To my left, RF/PF soldiers were firing grenade launchers toward targets they’d identified. While all U.S. forces had the latest weaponry, Westmoreland’s policy was not to man the RF/PF with the latest launchers to help make sure they didn’t fall into the hands of the VC. The latest launchers were M79 grenade launchers, a single-shot, shoulder-fired, break-action grenade launcher that fires a 40 x 46 mm grenade with very little recoil. It was very effective at close range; if you were good, you could drop a round onto enemy positions with enough accuracy to hit a 50-gallon barrel at 300 yards. Instead, my RF/PF soldiers were firing grenades off M1 rifles from World War II.
As their grenades went off in front of us, I was hearing some pretty raunchy Vietnamese cussing— du ma thang sau nay, or “this ugly guy.” I decided I’d better get us closer to the action.
I told Jim, “We are moving out. Follow me.” In combat situations, you prepare as much as possible for the unexpected, but I wasn’t prepared for what I came upon. The RF/PF had killed several Viet Cong. They had been under water, breathing through reeds, when we’d surprised them. They were all wasted.
I reported all killed in action, “enemy KIA.” An RF/PF soldier came up to me with a small plastic food bag, which appeared to contain pieces of meat. He offered me a piece and said in Vietnamese that it was liver; if I ate it, I would be strong. I said, “No, I will not eat it,” also in Vietnamese. The soldiers were all were excited, eating the liver and laughing at me, taunting me to eat it. In fact, they had cut open a couple of the dead Viet Cong and cut out their livers—definitely cannibalism.
This was nothing like what had happened in World War II. The most well-known example from that war must be the incident on Chichijima Island, where the Japanese flak had shot down four U.S. Navy TBM Avenger bombers. Nine pilots had parachuted out. Eight of them landed on Chichijima, where they were captured, beheaded, gutted and prepared for food, served up like sushi for the Japanese officers. The ninth, a certain Lieutenant Junior Grade G.H.W. Bush from the U.S.S. San Jacinto, drifted off to sea, where he was rescued by the submarine U.S.S. Finback.
The case I observed in Vietnam was obviously a violation of the Geneva Convention Code of Conduct.

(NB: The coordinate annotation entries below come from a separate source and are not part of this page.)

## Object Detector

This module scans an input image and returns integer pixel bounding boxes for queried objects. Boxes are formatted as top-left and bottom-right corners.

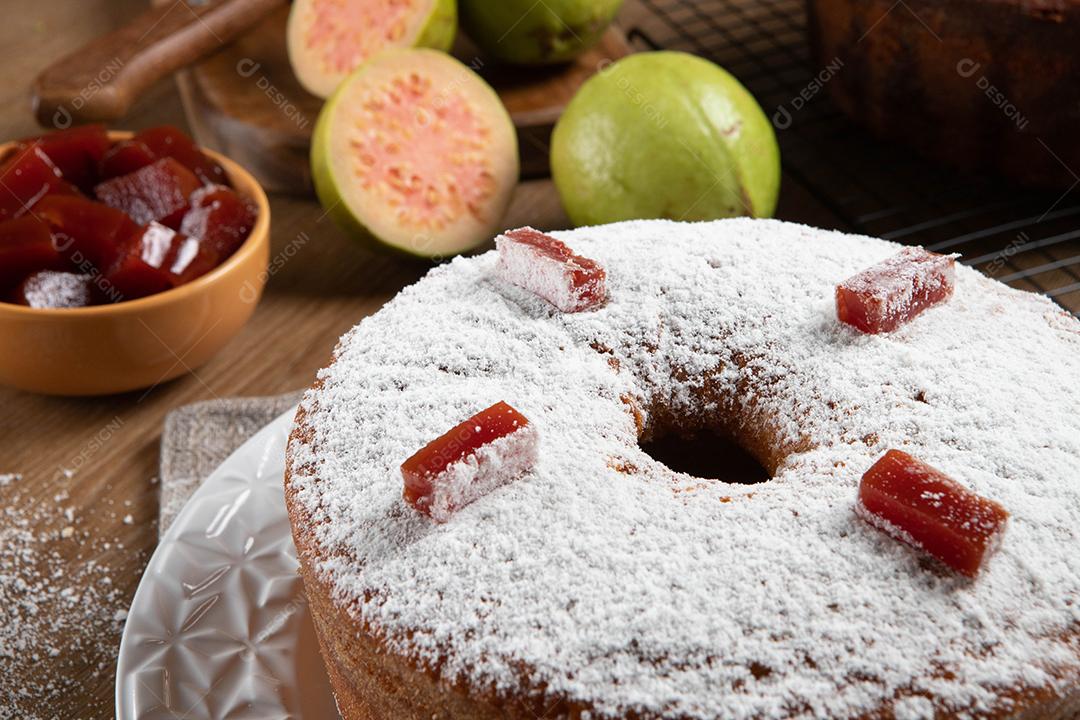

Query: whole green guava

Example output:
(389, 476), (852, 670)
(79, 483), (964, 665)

(551, 52), (780, 226)
(458, 0), (622, 65)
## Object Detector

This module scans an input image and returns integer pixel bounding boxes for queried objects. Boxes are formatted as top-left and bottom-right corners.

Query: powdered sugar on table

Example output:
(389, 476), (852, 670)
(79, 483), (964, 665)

(291, 219), (1080, 718)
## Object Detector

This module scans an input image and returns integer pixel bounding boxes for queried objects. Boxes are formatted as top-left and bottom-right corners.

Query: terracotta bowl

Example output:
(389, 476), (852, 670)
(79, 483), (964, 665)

(0, 132), (270, 395)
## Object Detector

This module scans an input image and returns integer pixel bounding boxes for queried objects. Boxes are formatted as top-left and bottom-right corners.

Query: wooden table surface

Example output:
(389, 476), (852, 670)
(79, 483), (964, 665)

(0, 0), (837, 718)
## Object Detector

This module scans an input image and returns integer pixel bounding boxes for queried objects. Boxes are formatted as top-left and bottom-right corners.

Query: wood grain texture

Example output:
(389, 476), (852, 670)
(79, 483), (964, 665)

(33, 0), (284, 125)
(0, 0), (836, 719)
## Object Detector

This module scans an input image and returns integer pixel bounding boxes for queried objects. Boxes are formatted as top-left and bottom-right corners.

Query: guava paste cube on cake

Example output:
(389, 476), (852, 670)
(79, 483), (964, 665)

I reported the incident up my chain of command and had my counterpart do the same. In the meantime, the operation continued on toward the tree line, then we filed our after-action reports and debriefed our S3. I ended the day at the team club, glad we’d completed another successful operation. My efficiency report for this period said, “He displayed military competency and courage under enemy fire.” I thought to myself, “What was the other option? Retreat?”